Making the home more simple, thanks to giving lots of things away, is a good way to prepare for that life, as we are older, I can’t climb the ladder to put up my own wallpaper now, so I’ll give away the equipment to someone who can do so. Letting go is hard, because I’m confronting my new, gradually increasing, loss of ability to do anything I chose to do. Now, I have to choose what I can do, how much of that I can do, and how much I need to let others do for me. That feels embarrassing, needing to ask for help, when I’ve always been the helper. I feel vulnerable and frightened. Letting go of things, I’m pondering how to let go of that attitude, also.

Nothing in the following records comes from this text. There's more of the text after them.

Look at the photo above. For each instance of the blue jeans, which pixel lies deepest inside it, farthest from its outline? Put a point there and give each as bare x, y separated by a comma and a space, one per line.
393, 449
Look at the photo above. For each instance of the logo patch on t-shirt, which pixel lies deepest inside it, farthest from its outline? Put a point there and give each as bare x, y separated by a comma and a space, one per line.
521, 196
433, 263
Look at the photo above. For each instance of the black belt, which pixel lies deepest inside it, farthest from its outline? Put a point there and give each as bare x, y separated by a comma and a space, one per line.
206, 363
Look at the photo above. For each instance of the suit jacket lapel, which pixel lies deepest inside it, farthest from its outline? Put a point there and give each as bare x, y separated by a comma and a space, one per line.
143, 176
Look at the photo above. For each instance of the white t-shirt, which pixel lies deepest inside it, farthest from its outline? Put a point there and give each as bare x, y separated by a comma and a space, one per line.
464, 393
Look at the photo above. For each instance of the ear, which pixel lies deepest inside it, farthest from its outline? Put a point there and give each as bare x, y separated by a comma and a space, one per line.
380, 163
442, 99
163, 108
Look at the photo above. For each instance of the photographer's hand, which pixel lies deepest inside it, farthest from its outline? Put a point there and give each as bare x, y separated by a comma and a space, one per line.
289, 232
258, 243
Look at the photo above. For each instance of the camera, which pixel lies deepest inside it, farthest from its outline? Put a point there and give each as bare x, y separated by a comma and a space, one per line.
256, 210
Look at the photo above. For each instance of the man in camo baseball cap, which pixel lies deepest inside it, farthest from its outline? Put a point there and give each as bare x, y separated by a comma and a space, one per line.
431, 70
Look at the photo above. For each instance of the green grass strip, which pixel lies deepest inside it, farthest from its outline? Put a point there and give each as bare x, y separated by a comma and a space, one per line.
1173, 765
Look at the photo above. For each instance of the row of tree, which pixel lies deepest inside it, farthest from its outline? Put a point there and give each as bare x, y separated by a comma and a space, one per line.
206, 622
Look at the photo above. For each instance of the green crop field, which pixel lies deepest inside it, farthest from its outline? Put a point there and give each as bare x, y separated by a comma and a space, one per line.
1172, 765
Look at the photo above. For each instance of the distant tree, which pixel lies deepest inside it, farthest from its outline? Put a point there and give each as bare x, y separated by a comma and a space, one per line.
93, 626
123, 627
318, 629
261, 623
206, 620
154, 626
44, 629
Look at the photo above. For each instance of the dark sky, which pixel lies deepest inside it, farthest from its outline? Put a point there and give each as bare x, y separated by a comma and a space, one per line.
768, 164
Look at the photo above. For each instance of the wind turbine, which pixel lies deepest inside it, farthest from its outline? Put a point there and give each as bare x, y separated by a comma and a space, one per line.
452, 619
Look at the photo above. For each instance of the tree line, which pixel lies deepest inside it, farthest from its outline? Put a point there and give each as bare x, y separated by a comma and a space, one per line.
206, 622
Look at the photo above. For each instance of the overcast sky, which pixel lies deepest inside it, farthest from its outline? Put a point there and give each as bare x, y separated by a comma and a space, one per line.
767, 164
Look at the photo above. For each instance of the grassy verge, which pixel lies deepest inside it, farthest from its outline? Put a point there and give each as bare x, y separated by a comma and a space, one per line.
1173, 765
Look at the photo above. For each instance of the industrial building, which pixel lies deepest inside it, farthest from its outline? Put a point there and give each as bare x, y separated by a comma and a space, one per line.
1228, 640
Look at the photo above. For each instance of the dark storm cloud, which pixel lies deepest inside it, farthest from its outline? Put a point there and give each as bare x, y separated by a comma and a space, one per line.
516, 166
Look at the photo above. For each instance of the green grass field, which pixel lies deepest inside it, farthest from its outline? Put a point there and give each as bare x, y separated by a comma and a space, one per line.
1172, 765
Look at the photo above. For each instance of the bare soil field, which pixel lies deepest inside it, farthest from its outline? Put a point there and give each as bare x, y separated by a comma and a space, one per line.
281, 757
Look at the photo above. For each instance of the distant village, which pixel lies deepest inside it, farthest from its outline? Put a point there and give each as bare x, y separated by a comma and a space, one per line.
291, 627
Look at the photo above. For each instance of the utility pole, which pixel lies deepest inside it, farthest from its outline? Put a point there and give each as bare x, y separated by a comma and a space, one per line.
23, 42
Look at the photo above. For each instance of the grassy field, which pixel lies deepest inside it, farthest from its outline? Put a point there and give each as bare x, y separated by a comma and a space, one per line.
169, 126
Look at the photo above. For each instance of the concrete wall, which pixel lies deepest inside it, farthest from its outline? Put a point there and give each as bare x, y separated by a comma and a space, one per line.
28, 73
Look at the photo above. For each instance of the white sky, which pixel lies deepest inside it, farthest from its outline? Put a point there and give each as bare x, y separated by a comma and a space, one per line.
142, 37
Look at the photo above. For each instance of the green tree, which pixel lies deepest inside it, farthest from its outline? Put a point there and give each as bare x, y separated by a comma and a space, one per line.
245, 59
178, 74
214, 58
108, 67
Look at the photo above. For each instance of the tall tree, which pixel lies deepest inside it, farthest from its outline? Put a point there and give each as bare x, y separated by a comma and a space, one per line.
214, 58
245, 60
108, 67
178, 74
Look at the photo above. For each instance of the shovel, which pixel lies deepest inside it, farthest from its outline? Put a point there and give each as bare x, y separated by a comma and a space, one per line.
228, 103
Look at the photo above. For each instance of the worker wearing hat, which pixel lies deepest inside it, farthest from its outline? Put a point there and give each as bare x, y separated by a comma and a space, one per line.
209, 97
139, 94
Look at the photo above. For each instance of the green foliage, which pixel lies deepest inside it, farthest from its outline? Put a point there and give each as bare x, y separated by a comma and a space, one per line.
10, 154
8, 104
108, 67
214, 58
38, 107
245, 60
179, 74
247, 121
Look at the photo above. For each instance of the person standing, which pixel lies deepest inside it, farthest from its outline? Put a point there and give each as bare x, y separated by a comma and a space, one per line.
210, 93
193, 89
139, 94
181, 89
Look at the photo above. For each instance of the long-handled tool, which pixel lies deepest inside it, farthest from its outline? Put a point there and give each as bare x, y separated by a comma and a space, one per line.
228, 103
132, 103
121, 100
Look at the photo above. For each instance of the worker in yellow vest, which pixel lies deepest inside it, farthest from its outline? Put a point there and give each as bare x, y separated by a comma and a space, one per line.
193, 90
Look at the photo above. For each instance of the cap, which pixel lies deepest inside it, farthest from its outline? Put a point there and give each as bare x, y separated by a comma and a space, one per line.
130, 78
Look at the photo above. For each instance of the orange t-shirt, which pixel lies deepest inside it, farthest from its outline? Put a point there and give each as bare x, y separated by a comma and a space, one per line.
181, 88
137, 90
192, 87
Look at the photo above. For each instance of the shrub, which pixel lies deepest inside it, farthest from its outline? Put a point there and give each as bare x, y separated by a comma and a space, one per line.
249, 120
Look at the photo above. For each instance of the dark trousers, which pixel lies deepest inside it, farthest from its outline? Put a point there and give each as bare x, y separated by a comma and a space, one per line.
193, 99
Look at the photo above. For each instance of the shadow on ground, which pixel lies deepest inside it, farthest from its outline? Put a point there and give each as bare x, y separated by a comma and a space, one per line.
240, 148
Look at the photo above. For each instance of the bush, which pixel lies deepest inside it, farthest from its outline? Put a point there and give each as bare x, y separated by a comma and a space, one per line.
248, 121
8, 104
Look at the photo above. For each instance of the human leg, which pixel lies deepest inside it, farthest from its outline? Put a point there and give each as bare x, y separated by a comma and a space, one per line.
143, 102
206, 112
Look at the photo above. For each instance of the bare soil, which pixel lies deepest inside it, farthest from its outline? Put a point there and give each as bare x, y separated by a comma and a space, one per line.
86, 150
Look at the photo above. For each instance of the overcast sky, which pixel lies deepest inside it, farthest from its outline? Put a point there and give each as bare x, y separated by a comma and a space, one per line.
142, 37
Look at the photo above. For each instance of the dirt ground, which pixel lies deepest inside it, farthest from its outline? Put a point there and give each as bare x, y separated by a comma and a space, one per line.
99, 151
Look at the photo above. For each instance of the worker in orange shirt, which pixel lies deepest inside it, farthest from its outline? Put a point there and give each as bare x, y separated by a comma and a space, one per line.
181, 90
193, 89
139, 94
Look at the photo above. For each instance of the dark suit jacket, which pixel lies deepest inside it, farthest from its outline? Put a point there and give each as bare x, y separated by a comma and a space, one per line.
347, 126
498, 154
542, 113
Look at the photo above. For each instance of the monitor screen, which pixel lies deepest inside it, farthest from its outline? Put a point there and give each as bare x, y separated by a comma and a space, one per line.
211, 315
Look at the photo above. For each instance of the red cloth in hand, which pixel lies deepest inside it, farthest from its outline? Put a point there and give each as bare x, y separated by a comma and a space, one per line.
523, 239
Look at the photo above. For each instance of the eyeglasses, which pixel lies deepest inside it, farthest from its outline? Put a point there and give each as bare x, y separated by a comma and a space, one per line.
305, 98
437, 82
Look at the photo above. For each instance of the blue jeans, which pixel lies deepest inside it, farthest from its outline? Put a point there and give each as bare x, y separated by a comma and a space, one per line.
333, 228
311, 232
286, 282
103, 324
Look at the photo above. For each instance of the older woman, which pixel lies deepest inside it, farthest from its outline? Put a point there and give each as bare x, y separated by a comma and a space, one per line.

With that comes the fear that I won’t be able to find anyone to be my helper, and that eventually I won’t be able to afford to pay someone. Since my income is fixed, and the cost of living constantly rises, in 15 years, I’ll have lost 1/2-3/4 of my income, just by the way the world works.I can’t advance the clock, to know how all this will work out, but I do know I’m moving to a cold place, equipped with lots of wool to make things with, to trade for services rendered, as much as I can. Instead of dollar amounts, I’ll need to put HOUR amounts on what I’ve made, and trade for services.(Wish me luck…) In the meantime, I sit in front of the wood stove, and relax in the warmth, and am thankful I can make things of beauty from my wool and mohair, remembering each sheep with their individual personalities, as I spin their wool.